Buenas noches, bonne nuit,

Voici le dictionnaire de synonymes que nous utilisons beaucoup dans ce forum. Je pense que vous trouverez votre bohneur.

Au revoir, hasta luego


----------



## joie25

C'est vrai FranParis, la liste de Josep est formidable mais sois pas triste car t'as été le premier à me répondre...


----------



## totor

joie25 said:


> lo que mas necesito es algo que quiera decir expresam,ente "morir"



Esto es lo que necesitas, Joie: Todos los que vienen a continuación, aunque no contengan ni la palabra *mort* ni la palabra *mourir*, significan precisamente todos eso: *casser sa pipe*. Espero que ahora te sirvan.
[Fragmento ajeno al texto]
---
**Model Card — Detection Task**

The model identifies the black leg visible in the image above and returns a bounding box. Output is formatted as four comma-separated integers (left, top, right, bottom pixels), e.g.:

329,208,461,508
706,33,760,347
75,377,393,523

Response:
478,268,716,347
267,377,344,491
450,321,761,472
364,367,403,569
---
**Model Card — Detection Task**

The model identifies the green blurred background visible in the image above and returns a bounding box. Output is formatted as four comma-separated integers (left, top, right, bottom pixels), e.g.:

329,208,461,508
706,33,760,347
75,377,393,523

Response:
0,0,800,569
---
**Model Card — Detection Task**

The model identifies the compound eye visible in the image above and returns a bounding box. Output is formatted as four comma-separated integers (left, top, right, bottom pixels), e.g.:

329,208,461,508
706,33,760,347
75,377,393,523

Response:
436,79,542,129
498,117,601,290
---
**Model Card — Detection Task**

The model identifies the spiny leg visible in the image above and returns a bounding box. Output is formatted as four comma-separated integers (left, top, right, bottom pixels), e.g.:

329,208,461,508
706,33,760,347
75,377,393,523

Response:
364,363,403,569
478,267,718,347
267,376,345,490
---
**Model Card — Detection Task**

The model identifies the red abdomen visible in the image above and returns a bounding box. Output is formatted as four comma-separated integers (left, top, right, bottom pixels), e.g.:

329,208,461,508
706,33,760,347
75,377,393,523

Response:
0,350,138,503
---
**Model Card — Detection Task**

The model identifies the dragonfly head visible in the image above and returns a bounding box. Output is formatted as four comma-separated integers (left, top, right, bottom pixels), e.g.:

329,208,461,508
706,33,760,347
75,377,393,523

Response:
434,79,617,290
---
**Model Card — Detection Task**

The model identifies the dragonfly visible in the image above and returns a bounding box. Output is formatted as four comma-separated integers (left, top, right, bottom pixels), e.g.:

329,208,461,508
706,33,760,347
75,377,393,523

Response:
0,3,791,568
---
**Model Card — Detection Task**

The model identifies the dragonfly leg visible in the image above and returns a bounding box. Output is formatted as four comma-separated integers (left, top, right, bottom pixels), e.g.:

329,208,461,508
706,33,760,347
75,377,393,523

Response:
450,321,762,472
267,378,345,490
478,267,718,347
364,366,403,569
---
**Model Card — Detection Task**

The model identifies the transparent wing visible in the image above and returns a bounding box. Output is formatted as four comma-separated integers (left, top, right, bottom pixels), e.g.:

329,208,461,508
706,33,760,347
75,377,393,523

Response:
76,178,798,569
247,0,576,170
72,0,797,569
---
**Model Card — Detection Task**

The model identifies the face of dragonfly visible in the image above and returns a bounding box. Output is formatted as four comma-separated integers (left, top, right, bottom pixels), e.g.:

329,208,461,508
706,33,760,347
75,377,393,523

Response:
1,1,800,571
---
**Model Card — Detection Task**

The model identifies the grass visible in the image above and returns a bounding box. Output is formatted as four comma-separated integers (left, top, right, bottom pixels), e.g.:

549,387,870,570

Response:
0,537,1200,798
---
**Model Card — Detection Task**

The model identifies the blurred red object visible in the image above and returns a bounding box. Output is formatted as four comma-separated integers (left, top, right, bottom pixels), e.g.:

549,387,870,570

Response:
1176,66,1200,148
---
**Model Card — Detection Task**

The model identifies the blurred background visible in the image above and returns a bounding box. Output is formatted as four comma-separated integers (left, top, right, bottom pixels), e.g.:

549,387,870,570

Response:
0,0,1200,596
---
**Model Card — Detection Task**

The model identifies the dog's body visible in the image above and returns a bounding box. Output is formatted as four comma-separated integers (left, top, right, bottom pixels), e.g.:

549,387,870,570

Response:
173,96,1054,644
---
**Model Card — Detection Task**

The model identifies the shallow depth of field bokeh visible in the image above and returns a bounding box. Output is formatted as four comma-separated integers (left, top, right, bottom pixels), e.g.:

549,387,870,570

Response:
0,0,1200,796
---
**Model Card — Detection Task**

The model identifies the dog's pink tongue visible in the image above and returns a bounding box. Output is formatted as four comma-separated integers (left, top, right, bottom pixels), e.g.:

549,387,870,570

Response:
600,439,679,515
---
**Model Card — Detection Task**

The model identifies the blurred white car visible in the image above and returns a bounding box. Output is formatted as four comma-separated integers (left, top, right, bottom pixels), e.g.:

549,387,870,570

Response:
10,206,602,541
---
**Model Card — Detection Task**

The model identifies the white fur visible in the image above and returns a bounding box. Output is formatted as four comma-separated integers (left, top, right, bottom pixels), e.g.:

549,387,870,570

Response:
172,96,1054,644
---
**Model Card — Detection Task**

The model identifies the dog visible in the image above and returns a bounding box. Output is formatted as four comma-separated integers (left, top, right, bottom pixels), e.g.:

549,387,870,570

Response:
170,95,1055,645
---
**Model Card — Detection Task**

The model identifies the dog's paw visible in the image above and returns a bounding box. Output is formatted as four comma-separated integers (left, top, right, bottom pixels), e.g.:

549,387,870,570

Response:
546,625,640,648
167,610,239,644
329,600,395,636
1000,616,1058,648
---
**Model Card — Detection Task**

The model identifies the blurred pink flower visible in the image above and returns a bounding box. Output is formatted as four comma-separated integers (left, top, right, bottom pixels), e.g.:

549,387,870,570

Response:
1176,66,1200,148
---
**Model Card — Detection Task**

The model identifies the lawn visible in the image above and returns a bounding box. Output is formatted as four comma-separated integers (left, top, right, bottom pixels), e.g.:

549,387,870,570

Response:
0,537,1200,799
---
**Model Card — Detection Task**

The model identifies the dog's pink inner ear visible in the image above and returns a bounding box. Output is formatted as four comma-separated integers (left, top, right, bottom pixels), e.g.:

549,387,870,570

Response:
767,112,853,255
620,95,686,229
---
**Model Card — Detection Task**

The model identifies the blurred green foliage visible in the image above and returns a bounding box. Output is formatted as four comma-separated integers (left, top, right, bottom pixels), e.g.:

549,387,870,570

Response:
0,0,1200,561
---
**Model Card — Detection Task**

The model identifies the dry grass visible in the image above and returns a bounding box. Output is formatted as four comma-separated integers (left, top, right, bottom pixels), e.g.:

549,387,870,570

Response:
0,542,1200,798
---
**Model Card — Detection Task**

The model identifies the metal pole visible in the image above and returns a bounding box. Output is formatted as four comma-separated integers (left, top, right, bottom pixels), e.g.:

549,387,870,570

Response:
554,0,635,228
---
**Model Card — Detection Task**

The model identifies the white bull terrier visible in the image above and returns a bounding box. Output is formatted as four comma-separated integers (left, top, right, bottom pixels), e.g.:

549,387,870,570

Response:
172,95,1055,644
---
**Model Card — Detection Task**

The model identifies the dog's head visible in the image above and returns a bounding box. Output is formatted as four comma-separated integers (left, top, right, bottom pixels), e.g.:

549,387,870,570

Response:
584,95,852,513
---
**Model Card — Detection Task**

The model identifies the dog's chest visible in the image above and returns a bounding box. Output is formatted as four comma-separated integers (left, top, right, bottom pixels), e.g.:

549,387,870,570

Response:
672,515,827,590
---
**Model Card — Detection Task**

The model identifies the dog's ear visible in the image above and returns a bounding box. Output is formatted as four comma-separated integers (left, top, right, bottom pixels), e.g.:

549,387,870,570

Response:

Algunos tienen distintas variantes, como: *{Décoller / Dévisser} son billard.* Eso significa que puedes decir tanto *Décoller son billard* como *Dévisser son billard*.

*Aller ad patres. Aller au royaume des taupes. {Aller / Passer} dans l’autre monde. Avaler le goujon. Avaler sa chique. Avaler son {acte / bulletin} de naissance. Avoir avalé sa gaffe. Avoir son compte. Boucler sa malle. Casser sa canne. Casser sa pipe. {Décoller / Dévisser} son billard. Descendre chez Pluton. Faire couic. Faire {la cabriole / la cane / le grand saut / le grand voyage}. Fermer son parapluie. Filer son câble par le bout. Filer son nœud. Lâcher la rampe. Laisser ses guêtres qq part. Passer comme une chandelle. Passer de vie à trépas. Passer l’arme à gauche. Payer {sa dette / son tribut} à la nature. Perdre le jour. Plier bagage. Poser sa chique. Prendre congé de la compagnie. Remercier son {boucher / boulanger}. Rendre le cimetière bossu. Rentrer ses pouces. Tourner de l’œil. {Trousser / Tirer} ses chausses. Y laisser le moule du pourpoint. Y laisser ses {grègues / houseaux}.*

Debo aclarar que la fuente de todo esto es un diccionario de locuciones en el que estoy trabajando desde hace mucho tiempo, y que posiblemente se publique el año que viene. O lo que es lo mismo, que la fuente soy yo.


----------



## josepbadalona

Monsieur de la Tronche en Biais est parti pour la grande éternité. Ce que j'oie est triste.

oui, mais, 
ce que nous oyons, joie l'oira-t'il le soir au fond des bois (dont on fait les cercueils) ?


----------



## FranParis

Josep, si joie ne l'oie pas, du moins j'ouis.


----------



## josepbadalona

y'a pas de quoi (comme on connaît ses classiques, on les honore)
bonne nuit !


----------



## Cintia&Martine

Re...

Las expresiones dadas por Josepbadalona se encuentran en esta página.
expresiones.

Au revoir, hasta luego


----------



## Aire_Azul

Rendre son dernier souffle
Rendre l'âme ( ... à Dieu)
Rejoindre sa dernière demeure ( eso alude màs al entierro)
Quitter les siens ( también se dice "notre cher... nous a quittés" )
Hasta otra.​_Josiane_​


----------



## Keta

En español:

-Irse a criar malvas
-Irse al otro barrio
-Pasar a mejor vida
-Palmarla, diñarla, cascarla, espicharla (no se utilizan demasiado, salvo quizás la primera)
-Registro elevado: fallecer, fenecer, perecer, expirar

Si se me ocurre alguna más te cuento. Espero que sirva.

Besos!


----------



## Keta

Se me olvidaba, por supuesto: "estirar la pata"


----------



## FranParis

Je me sens renaître, avec ces expressions en espagnol:

- Pelar gajo

- Pasar el páramo

- Tirar la toalla

- Llevarse la pellada

- Irse para las chacaritas

- Patear el balde

- Pelar lo ajo


----------



## joie25

Hola, soy yo otra vez. Tengo dudas en los equivalentes en espanol de algunas frases en francés, ejemplo: Manger les pissenlits par la racine, dévisser son billard, Avaler le goujon, Avaler sa chique, Avoir avalé sa gaffe, Avoir son compte, Boucler sa malle, y otras. Todas en el contexto de morir. Ojalá y me puedan ayudar


----------